I've completely lost all motivation. I don't know where it is but it's definitely not under the bed because I just looked. And then I lost the motivation to look anymore. Ha ha. Un-motivated but still damn funny. It's got to be the overwhelming gray blahness of the weather that's sucking the life out of me. I have a ton of work to do for the college - freelance design stuff for the residences, a questionnaire for the alumni association, a grade summary for my class not to mention everything I need to get done for my grad school applications! Grrrr! And I've just had 3 days off in a row (okay, I had to go in to do a bank deposit one of the days but really that was a 3 hour excursion including travel time) and still I've accomplished nothing! Nothing! Well, yesterday I did a painting. Actually it's 3 little canvases but one painting. I think I might even like it. But I almost didn't finish that either as it was frustrating me a whole lot so I gave up and went off to the coffee shop to do some reading for my grad school stuff which I lost the motivation for after an hour. ONE hour.

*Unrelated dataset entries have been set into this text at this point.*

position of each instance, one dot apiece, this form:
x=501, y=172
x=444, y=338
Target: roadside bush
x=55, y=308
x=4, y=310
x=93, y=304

What the hell?! I was diligently reading and making happy notes for later reference and after an hour I'd only made it through the introduction to the damn book! It's like my brain has turned to mush. I might as well go get me some acrylic nails and frosty highlights right now because there's nothing left for me from an intellectual perspective. And my stomach hurts. Because of the crunches. Because the trainer at my gym is obviously trying to kill me. Alot. I'm only motivated to go to the gym because I'm afraid if I don't show up they'll come looking for me. Scary group. :-) Oh god. Now I have to go have a shower and get ready because today is another big banking day. Why does the shower have to be so far away? Could someone come and drag me over to the bathroom? I think I could manage it from there. No? What kind of friends are you people?!